Dr. Ford is a wildlife ecologist interested in how predator-prey interactions are shaped by human-modified landscapes. He received a B.Sc. from the University of Victoria (British Columbia), a M.Sc. from Carleton University (Ontario), and his Ph.D. from the University of British Columbia with Assistant Professor Jacob Goheen. Ford is currently a Liber Ero Postdoctoral Fellow in Conservation Science, based at the Department of Integrative Biology at the University of Guelph (Ontario). The research described in his essay sheds new light on the relationships of people, large carnivores, their herbivore prey, and plants in an East African savanna.
The mechanistic pathways of trophic interactions in human-occupied landscapes
From children’s stories to the logos of professional sports teams, images on commercial products, and the icons of conservation, few organisms capture our imagination like large carnivores. From a scientific perspective, understanding the context in which predators shape ecosystem processes is one of the most pressing endeavors in modern ecology (1).
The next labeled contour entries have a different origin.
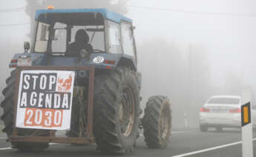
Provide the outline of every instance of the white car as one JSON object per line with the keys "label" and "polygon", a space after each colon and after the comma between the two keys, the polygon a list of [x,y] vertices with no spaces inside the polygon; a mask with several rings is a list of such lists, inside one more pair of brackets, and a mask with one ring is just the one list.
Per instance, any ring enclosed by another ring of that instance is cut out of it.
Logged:
{"label": "white car", "polygon": [[[215,96],[211,97],[200,108],[200,130],[208,130],[209,127],[215,127],[221,131],[223,127],[241,127],[241,98],[235,96]],[[255,106],[252,110],[252,123],[256,116]]]}

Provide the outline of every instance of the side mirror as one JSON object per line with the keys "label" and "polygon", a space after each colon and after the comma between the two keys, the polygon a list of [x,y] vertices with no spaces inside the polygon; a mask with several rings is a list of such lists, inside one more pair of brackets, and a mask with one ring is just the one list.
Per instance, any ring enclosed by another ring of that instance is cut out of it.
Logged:
{"label": "side mirror", "polygon": [[59,30],[54,30],[53,41],[59,41]]}
{"label": "side mirror", "polygon": [[30,49],[30,42],[25,41],[24,42],[24,53],[27,53],[27,51]]}

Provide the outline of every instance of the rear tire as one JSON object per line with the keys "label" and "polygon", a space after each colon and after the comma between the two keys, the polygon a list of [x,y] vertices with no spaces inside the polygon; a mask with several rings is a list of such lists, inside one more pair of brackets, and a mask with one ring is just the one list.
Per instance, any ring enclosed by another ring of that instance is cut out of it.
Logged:
{"label": "rear tire", "polygon": [[135,72],[125,67],[102,71],[96,74],[94,89],[93,132],[98,149],[105,154],[133,152],[140,122]]}
{"label": "rear tire", "polygon": [[206,132],[208,131],[208,127],[206,125],[200,125],[199,127],[200,132]]}
{"label": "rear tire", "polygon": [[[1,107],[4,110],[4,114],[1,119],[4,121],[5,127],[3,132],[6,133],[8,137],[13,135],[13,105],[14,105],[14,91],[16,84],[16,70],[11,72],[11,76],[6,80],[7,87],[3,90],[2,94],[4,96],[4,101],[1,103]],[[32,129],[18,129],[18,136],[29,136],[33,133],[35,130]],[[47,130],[39,130],[41,136],[48,136]],[[49,147],[48,143],[39,142],[11,142],[13,148],[17,148],[21,151],[42,151]]]}
{"label": "rear tire", "polygon": [[145,141],[150,148],[163,148],[168,144],[171,129],[171,109],[166,97],[148,98],[142,119]]}

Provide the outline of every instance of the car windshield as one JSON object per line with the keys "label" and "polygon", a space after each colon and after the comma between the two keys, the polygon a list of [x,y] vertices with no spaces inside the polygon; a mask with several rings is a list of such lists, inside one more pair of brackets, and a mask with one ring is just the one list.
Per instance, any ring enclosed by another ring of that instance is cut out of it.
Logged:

In central Kenya, large carnivores—such as leopards and globally endangered African wild dogs—prey upon antelope, which themselves limit the abundance of plants. These wildlife species vie with commercial ranchers, as well as traditional pastoralists and their livestock for limited resources (2). Together, these actors interact against a backdrop of pronounced environmental variation and the unique patchwork of trees on grassland that characterizes tropical savannas. Through my dissertation research, I combined long-term monitoring of wildlife populations, high-resolution satellite imagery, fine-scale tracking of animal movements, and a series of field experiments to quantify these interactions and their consequences for ecosystem structure.